Joe Cornish’s Snow Crash leads trio of new Amazon series
David Farnor | On 30, Sep 2017
Joe Cornish’s long-awaited adaptation of Snow Crash is leading a trio of new original series for Amazon Prime Video.
The Attack the Block director has been attached to Neal Stephenson’s novel for several years now, but what was once set to be a feature film has found a new home on the small screen, with Amazon Studios joining with Paramount TV for the project. A sci-fi classic, the book follows Hiro Protagonist in a dystopian future America, who comes across a computer virus that is striking down hackers – and so he begins a search for the mysterious threat.
Cornish is executive producing the show alongside Frank Marshall, whose Kennedy Marshall Company is also on board.
It’s one of several new genre projects in development at Amazon Studios, which is currently looking to scale up its original output to produce big-hitting shows that can make a larger splash with viewers. In the last month, it’s signed an overall deal with Gilmore Girls creator Amy Sherman-Palladino, The Walking Dead’s Robert Kirkman and Stranger Things writer and producer Justin Doble.

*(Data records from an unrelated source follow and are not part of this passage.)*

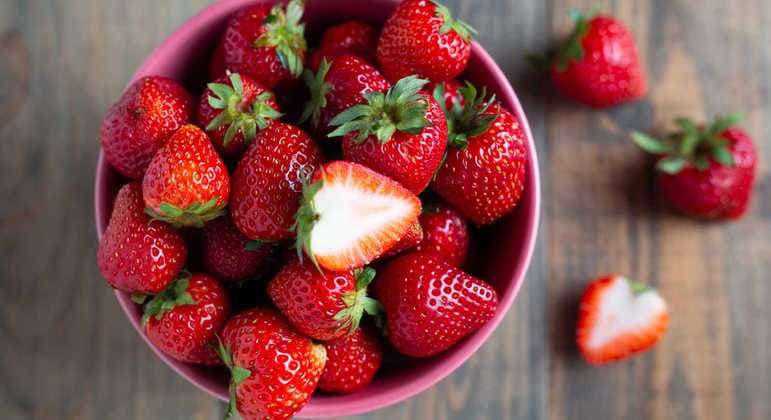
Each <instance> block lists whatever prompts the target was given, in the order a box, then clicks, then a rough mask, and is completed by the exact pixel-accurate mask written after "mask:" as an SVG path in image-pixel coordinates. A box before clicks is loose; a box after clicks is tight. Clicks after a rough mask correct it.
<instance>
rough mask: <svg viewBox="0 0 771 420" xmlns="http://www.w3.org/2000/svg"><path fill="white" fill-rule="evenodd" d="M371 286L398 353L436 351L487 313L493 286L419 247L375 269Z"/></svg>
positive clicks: (494, 308)
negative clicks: (408, 253)
mask: <svg viewBox="0 0 771 420" xmlns="http://www.w3.org/2000/svg"><path fill="white" fill-rule="evenodd" d="M375 292H376V294H377V296H378V299H379V300H380V302H381V303H382V304H383V309H384V310H385V314H386V331H387V336H388V340H389V341H390V342H391V344H393V346H394V348H396V350H398V351H399V352H400V353H403V354H405V355H408V356H412V357H428V356H433V355H435V354H438V353H441V352H443V351H445V350H447V349H448V348H450V347H452V345H453V344H455V343H456V342H458V340H460V339H461V338H463V337H465V336H467V335H468V334H471V333H472V332H474V331H476V330H477V329H479V328H480V327H481V326H482V325H484V323H485V322H487V321H489V320H490V319H492V317H493V315H495V310H496V307H497V305H498V298H497V295H496V293H495V290H494V289H493V288H492V287H491V286H490V285H488V284H487V283H485V282H483V281H482V280H479V279H477V278H475V277H472V276H471V275H468V274H466V273H464V272H462V271H460V270H458V269H457V268H455V267H453V266H451V265H450V264H448V263H447V262H445V261H444V260H443V259H442V258H440V257H438V256H436V255H434V254H431V253H424V252H413V253H409V254H405V255H402V256H399V257H396V258H395V259H394V260H392V261H390V262H389V263H388V264H386V266H385V268H383V269H382V271H381V272H380V273H379V274H378V281H377V282H376V283H375Z"/></svg>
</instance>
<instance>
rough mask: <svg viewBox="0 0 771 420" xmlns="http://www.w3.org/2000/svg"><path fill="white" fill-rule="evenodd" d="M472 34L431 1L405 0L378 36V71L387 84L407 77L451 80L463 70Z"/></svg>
mask: <svg viewBox="0 0 771 420" xmlns="http://www.w3.org/2000/svg"><path fill="white" fill-rule="evenodd" d="M472 33H475V31H474V29H473V28H471V27H470V26H469V25H468V24H466V23H465V22H462V21H460V20H455V19H453V18H452V15H451V14H450V11H449V9H447V8H446V7H445V6H442V5H441V4H439V3H437V2H435V1H429V0H405V1H403V2H401V3H400V4H399V5H398V6H397V7H396V9H395V10H394V12H393V14H391V16H390V17H389V18H388V20H387V21H386V23H385V25H384V26H383V30H382V32H381V34H380V40H379V41H378V46H377V60H378V63H380V69H381V70H382V71H383V74H385V76H386V78H387V79H388V80H390V81H391V82H396V81H397V80H399V79H401V78H403V77H406V76H409V75H411V74H416V75H418V76H420V77H424V78H427V79H429V80H432V81H435V82H441V81H445V80H449V79H452V78H454V77H456V76H457V75H459V74H460V73H462V72H463V69H465V68H466V64H467V63H468V60H469V57H470V56H471V34H472Z"/></svg>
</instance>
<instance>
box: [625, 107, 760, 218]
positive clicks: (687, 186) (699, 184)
mask: <svg viewBox="0 0 771 420" xmlns="http://www.w3.org/2000/svg"><path fill="white" fill-rule="evenodd" d="M740 120H741V117H740V116H739V115H736V114H733V115H726V116H719V117H717V118H715V120H714V121H713V122H712V123H711V124H710V125H708V126H706V127H704V126H697V125H696V123H694V122H693V121H691V120H689V119H687V118H678V119H676V120H675V122H676V124H677V125H678V126H679V128H680V130H681V131H680V132H677V133H674V134H672V135H670V136H667V137H666V138H665V139H662V140H659V139H656V138H653V137H650V136H648V135H645V134H643V133H638V132H635V133H632V136H633V139H634V140H635V142H636V143H637V144H638V145H639V146H640V147H641V148H643V149H644V150H645V151H647V152H650V153H653V154H656V155H658V156H659V159H658V163H657V164H656V168H657V169H658V170H659V172H660V174H659V176H658V186H659V189H660V190H661V192H662V194H663V195H664V197H665V198H666V199H667V200H668V201H669V202H670V203H671V204H672V205H673V206H674V207H675V208H677V209H679V210H680V211H682V212H683V213H685V214H688V215H691V216H693V217H698V218H704V219H739V218H741V217H742V216H743V215H744V213H745V212H746V211H747V207H748V206H749V202H750V198H751V196H752V191H753V189H754V183H755V170H756V167H757V151H756V150H755V145H754V143H753V141H752V138H751V137H750V136H749V135H748V134H747V133H746V132H744V131H743V130H742V129H740V128H738V127H735V126H736V124H738V123H739V121H740Z"/></svg>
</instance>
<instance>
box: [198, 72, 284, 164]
mask: <svg viewBox="0 0 771 420" xmlns="http://www.w3.org/2000/svg"><path fill="white" fill-rule="evenodd" d="M207 86H208V87H207V89H206V90H205V91H204V92H203V94H202V95H201V100H200V102H199V104H198V117H197V121H198V125H199V126H201V127H206V132H207V133H208V134H209V136H210V137H211V140H212V143H214V145H215V146H216V147H217V149H218V150H219V151H220V152H221V153H222V154H223V155H224V156H226V157H239V156H241V154H242V153H243V152H244V150H245V149H246V147H247V146H248V145H249V144H250V143H251V142H252V141H254V138H255V137H256V136H257V130H262V129H264V128H265V127H267V126H268V125H270V124H271V123H272V122H273V120H276V119H278V118H280V117H281V113H280V112H279V109H278V105H277V104H276V100H275V98H274V97H273V94H272V93H270V92H269V91H268V90H266V89H265V88H264V87H263V86H262V85H260V84H259V83H258V82H257V81H255V80H254V79H252V78H251V77H249V76H241V75H240V74H238V73H230V74H229V75H228V76H227V77H222V78H220V79H217V80H216V81H215V82H213V83H209V84H208V85H207Z"/></svg>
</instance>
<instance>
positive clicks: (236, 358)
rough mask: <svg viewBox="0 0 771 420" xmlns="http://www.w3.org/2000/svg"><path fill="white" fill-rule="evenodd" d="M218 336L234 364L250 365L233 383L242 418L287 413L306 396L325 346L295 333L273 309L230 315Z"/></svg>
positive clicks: (323, 355) (287, 416) (236, 401)
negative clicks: (218, 336)
mask: <svg viewBox="0 0 771 420" xmlns="http://www.w3.org/2000/svg"><path fill="white" fill-rule="evenodd" d="M222 340H223V343H224V345H225V347H226V348H227V349H228V350H229V351H230V352H231V355H232V360H233V364H234V365H235V366H237V367H241V368H245V369H248V370H249V371H251V375H250V376H249V377H248V378H247V379H245V380H244V381H243V382H241V384H239V385H238V386H237V388H236V407H237V409H238V412H239V413H240V414H241V416H242V417H243V418H244V419H246V420H249V419H268V418H270V419H288V418H290V417H291V416H292V415H293V414H294V413H296V412H297V411H299V410H300V409H301V408H302V407H303V406H304V405H305V403H306V402H307V401H308V399H309V398H310V396H311V394H312V393H313V390H314V389H315V388H316V385H317V384H318V381H319V378H320V377H321V372H322V371H323V369H324V364H325V362H326V351H325V350H324V347H323V346H322V345H320V344H314V343H313V342H312V341H311V340H310V339H308V338H306V337H304V336H302V335H301V334H299V333H297V332H296V331H295V330H294V329H293V328H292V327H291V326H290V325H289V324H288V323H287V321H286V320H285V319H284V317H283V316H282V315H281V314H279V313H278V312H276V311H275V310H273V309H250V310H247V311H244V312H241V313H239V314H238V315H236V316H234V317H233V318H231V319H230V320H229V321H228V322H227V324H226V325H225V328H224V329H223V331H222ZM266 343H268V345H266Z"/></svg>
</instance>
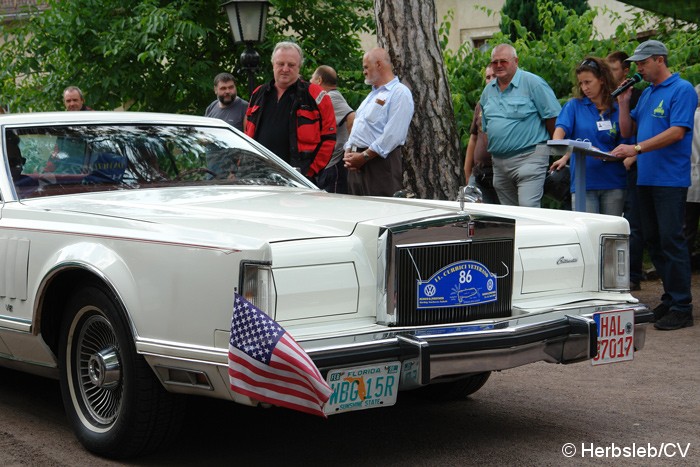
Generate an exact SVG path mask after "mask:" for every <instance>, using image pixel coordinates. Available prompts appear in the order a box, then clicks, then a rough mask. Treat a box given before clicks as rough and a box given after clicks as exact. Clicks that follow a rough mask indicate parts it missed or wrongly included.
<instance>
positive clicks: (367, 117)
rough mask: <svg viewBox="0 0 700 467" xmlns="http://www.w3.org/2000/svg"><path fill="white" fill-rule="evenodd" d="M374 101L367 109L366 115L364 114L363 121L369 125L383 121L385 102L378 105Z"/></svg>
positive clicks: (377, 102)
mask: <svg viewBox="0 0 700 467" xmlns="http://www.w3.org/2000/svg"><path fill="white" fill-rule="evenodd" d="M377 100H379V99H376V100H375V101H373V102H372V103H371V104H370V105H369V107H368V109H367V113H366V114H365V120H367V121H368V122H369V123H373V124H374V123H377V122H381V121H384V115H385V114H386V106H387V104H386V102H384V104H379V103H378V102H377Z"/></svg>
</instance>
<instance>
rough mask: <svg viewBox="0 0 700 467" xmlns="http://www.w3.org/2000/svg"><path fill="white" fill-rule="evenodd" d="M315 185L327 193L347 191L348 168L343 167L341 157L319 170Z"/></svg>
mask: <svg viewBox="0 0 700 467" xmlns="http://www.w3.org/2000/svg"><path fill="white" fill-rule="evenodd" d="M316 186H318V187H319V188H320V189H322V190H325V191H327V192H328V193H343V194H345V193H347V192H348V169H346V168H345V165H344V164H343V161H342V159H341V160H340V161H338V162H337V163H335V164H333V165H332V166H330V167H326V168H325V169H323V170H321V172H319V174H318V177H316Z"/></svg>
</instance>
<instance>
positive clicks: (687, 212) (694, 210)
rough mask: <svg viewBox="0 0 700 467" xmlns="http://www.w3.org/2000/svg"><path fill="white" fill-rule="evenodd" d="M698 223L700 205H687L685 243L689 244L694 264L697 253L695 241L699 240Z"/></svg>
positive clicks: (685, 222)
mask: <svg viewBox="0 0 700 467" xmlns="http://www.w3.org/2000/svg"><path fill="white" fill-rule="evenodd" d="M698 222H700V203H688V202H686V203H685V241H686V243H688V254H689V255H690V260H691V263H692V260H693V253H695V241H696V240H697V238H698Z"/></svg>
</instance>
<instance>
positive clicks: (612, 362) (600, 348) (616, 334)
mask: <svg viewBox="0 0 700 467" xmlns="http://www.w3.org/2000/svg"><path fill="white" fill-rule="evenodd" d="M593 319H594V320H595V323H596V325H597V326H598V355H596V356H595V358H593V359H592V360H591V363H592V364H593V365H602V364H604V363H615V362H624V361H625V360H632V359H633V358H634V311H633V310H621V311H608V312H601V313H596V314H594V315H593Z"/></svg>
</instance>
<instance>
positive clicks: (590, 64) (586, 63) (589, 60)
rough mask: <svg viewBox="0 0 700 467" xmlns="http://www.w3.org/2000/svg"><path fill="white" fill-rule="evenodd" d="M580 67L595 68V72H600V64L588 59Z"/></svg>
mask: <svg viewBox="0 0 700 467" xmlns="http://www.w3.org/2000/svg"><path fill="white" fill-rule="evenodd" d="M578 67H579V68H583V67H588V68H593V69H594V70H598V71H600V67H599V66H598V64H597V63H596V62H595V61H594V60H588V59H586V60H584V61H582V62H581V64H580V65H579V66H578Z"/></svg>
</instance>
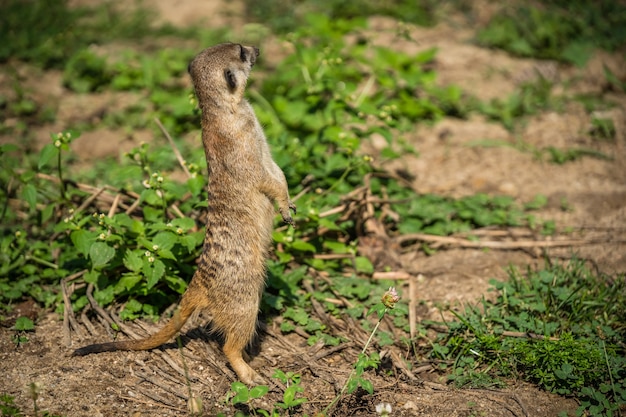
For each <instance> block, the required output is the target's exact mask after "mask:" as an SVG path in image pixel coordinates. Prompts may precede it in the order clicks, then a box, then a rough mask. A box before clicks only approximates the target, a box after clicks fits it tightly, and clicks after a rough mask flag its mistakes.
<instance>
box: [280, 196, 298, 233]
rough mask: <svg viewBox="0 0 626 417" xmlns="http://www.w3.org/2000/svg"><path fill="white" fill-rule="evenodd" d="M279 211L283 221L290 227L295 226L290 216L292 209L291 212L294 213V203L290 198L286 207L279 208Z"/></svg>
mask: <svg viewBox="0 0 626 417" xmlns="http://www.w3.org/2000/svg"><path fill="white" fill-rule="evenodd" d="M279 211H280V215H281V216H282V218H283V221H284V222H285V223H287V224H288V225H290V226H292V227H296V222H294V221H293V217H291V211H293V214H296V205H295V204H293V203H292V202H291V200H289V203H288V204H287V208H286V209H284V208H280V209H279Z"/></svg>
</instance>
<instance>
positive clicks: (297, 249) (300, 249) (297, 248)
mask: <svg viewBox="0 0 626 417" xmlns="http://www.w3.org/2000/svg"><path fill="white" fill-rule="evenodd" d="M291 247H292V248H293V249H295V250H299V251H301V252H315V251H316V249H315V246H313V245H312V244H310V243H309V242H305V241H304V240H301V239H296V240H295V241H294V242H293V243H292V244H291Z"/></svg>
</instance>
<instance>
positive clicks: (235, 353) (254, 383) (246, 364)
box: [224, 349, 267, 386]
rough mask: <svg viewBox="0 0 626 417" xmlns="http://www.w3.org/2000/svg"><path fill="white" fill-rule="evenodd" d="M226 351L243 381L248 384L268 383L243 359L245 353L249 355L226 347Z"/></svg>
mask: <svg viewBox="0 0 626 417" xmlns="http://www.w3.org/2000/svg"><path fill="white" fill-rule="evenodd" d="M224 353H225V354H226V357H227V358H228V361H229V362H230V366H232V368H233V370H234V371H235V373H236V374H237V377H238V378H239V380H240V381H241V382H243V383H244V384H246V385H248V386H254V385H263V384H267V381H266V380H265V379H263V377H262V376H261V375H259V374H258V373H257V372H256V371H255V370H254V369H252V367H251V366H250V365H248V364H247V363H246V361H244V360H243V355H245V356H246V357H247V356H248V355H247V354H245V352H242V351H227V350H226V349H224Z"/></svg>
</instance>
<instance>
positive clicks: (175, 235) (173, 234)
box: [152, 232, 178, 260]
mask: <svg viewBox="0 0 626 417" xmlns="http://www.w3.org/2000/svg"><path fill="white" fill-rule="evenodd" d="M152 242H153V243H154V244H155V245H158V247H159V250H169V249H172V248H173V247H174V245H175V244H176V243H177V242H178V235H176V234H175V233H171V232H160V233H158V234H157V235H156V236H155V237H154V239H152ZM172 256H173V255H172ZM174 260H175V259H174Z"/></svg>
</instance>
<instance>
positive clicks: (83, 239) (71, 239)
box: [70, 229, 106, 258]
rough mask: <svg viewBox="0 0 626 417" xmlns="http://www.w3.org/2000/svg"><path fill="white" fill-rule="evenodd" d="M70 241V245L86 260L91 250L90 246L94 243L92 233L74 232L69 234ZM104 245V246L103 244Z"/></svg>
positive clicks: (73, 231)
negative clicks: (77, 249)
mask: <svg viewBox="0 0 626 417" xmlns="http://www.w3.org/2000/svg"><path fill="white" fill-rule="evenodd" d="M70 239H71V240H72V243H73V244H74V246H75V247H76V249H78V251H79V252H80V253H81V254H83V256H84V257H85V258H86V257H87V256H89V250H90V249H91V245H93V243H94V242H95V241H96V234H95V233H94V232H89V231H87V230H83V229H80V230H74V231H72V233H71V234H70ZM105 245H106V244H105Z"/></svg>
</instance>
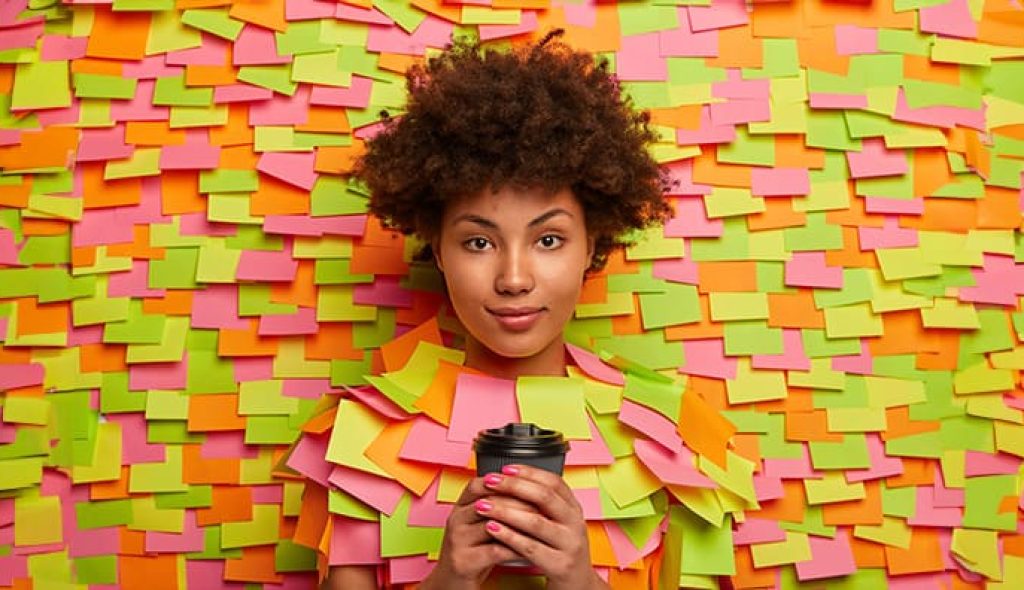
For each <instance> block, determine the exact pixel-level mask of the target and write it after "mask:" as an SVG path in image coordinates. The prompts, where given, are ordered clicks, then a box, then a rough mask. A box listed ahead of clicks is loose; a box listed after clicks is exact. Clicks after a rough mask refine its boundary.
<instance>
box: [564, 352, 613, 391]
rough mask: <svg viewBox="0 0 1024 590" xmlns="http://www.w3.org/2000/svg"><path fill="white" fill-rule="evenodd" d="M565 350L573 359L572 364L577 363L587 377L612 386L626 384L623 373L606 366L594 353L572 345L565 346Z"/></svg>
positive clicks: (596, 355)
mask: <svg viewBox="0 0 1024 590" xmlns="http://www.w3.org/2000/svg"><path fill="white" fill-rule="evenodd" d="M565 349H566V350H568V353H569V356H571V357H572V362H573V363H575V365H577V367H579V368H580V369H581V370H582V371H583V372H584V373H586V374H587V375H589V376H591V377H593V378H594V379H597V380H598V381H604V382H605V383H610V384H611V385H625V384H626V380H625V379H623V373H622V371H620V370H618V369H615V368H614V367H611V366H610V365H606V364H605V363H603V362H602V361H601V360H600V359H599V357H598V356H597V355H596V354H594V353H593V352H591V351H589V350H585V349H583V348H580V347H579V346H574V345H572V344H565Z"/></svg>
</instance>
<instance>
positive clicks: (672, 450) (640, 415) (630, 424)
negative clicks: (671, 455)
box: [618, 399, 683, 453]
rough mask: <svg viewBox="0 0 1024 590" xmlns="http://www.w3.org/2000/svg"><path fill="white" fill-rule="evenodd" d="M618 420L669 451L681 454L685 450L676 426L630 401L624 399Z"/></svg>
mask: <svg viewBox="0 0 1024 590" xmlns="http://www.w3.org/2000/svg"><path fill="white" fill-rule="evenodd" d="M618 420H620V421H622V423H623V424H626V425H627V426H631V427H633V428H634V429H636V430H639V431H640V432H642V433H644V434H646V435H647V436H648V437H649V438H651V439H653V440H655V441H657V443H658V444H660V445H662V446H663V447H665V448H666V449H668V450H669V451H672V452H674V453H679V452H681V451H682V449H683V439H682V438H681V437H680V436H679V432H677V431H676V425H675V424H674V423H673V422H671V421H670V420H669V419H668V418H666V417H665V416H662V415H660V414H658V413H657V412H654V411H653V410H651V409H649V408H646V407H644V406H641V405H639V404H636V403H634V402H632V401H630V399H623V405H622V407H621V408H620V409H618Z"/></svg>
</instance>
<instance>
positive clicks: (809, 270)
mask: <svg viewBox="0 0 1024 590" xmlns="http://www.w3.org/2000/svg"><path fill="white" fill-rule="evenodd" d="M785 284H786V285H788V286H790V287H814V288H821V289H842V288H843V268H842V267H841V266H828V265H827V264H826V263H825V253H824V252H822V251H810V252H794V253H793V257H792V258H790V259H788V260H786V262H785Z"/></svg>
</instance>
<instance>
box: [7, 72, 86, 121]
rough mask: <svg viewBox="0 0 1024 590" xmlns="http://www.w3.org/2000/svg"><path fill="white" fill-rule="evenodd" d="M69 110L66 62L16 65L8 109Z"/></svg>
mask: <svg viewBox="0 0 1024 590" xmlns="http://www.w3.org/2000/svg"><path fill="white" fill-rule="evenodd" d="M63 107H71V77H70V76H69V66H68V61H67V60H56V61H34V62H30V64H18V65H17V66H16V68H15V70H14V89H13V90H12V92H11V96H10V108H11V109H14V110H29V109H32V110H37V109H59V108H63Z"/></svg>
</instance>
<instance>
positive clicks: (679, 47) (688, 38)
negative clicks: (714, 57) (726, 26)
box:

The next in its new slate is Ringworld, a co-production with MGM, which is based on Larry Niven’s sci-fi novels. The book follows Louis Gridley Wu, a 200-year-old man who lives on a technologically advanced future Earth. Offered a place on a voyage to explore Ringworld, the artificial ring beyond Known Space, their journey spans three books of thrilling new discoveries.
Syfy previously had a miniseries based on the books in development, with William S. Todman Jr. and Edward Milstein on board as exec producers – a project that, coincidentally, was part of the same 2013 Syfy slate that once included The Man in the High Castle, which ended up in production at Amazon Studios instead.
The third new project is Lazarus, the comic book by Greg Rucka (Jessica Jones). Rucka is adapting the book himself for the screen, telling the story of an alternative near-future, where the world has been divided between 16 familes, who run their rival territories in a feudal system. The title comes from the name used for the tool employed by each to quell uprisings: a one-person kill squad. Ruck is exec-producing alongside Michael Lark (Captain America: The Winter Soldier) and Angela Cheng Caplan.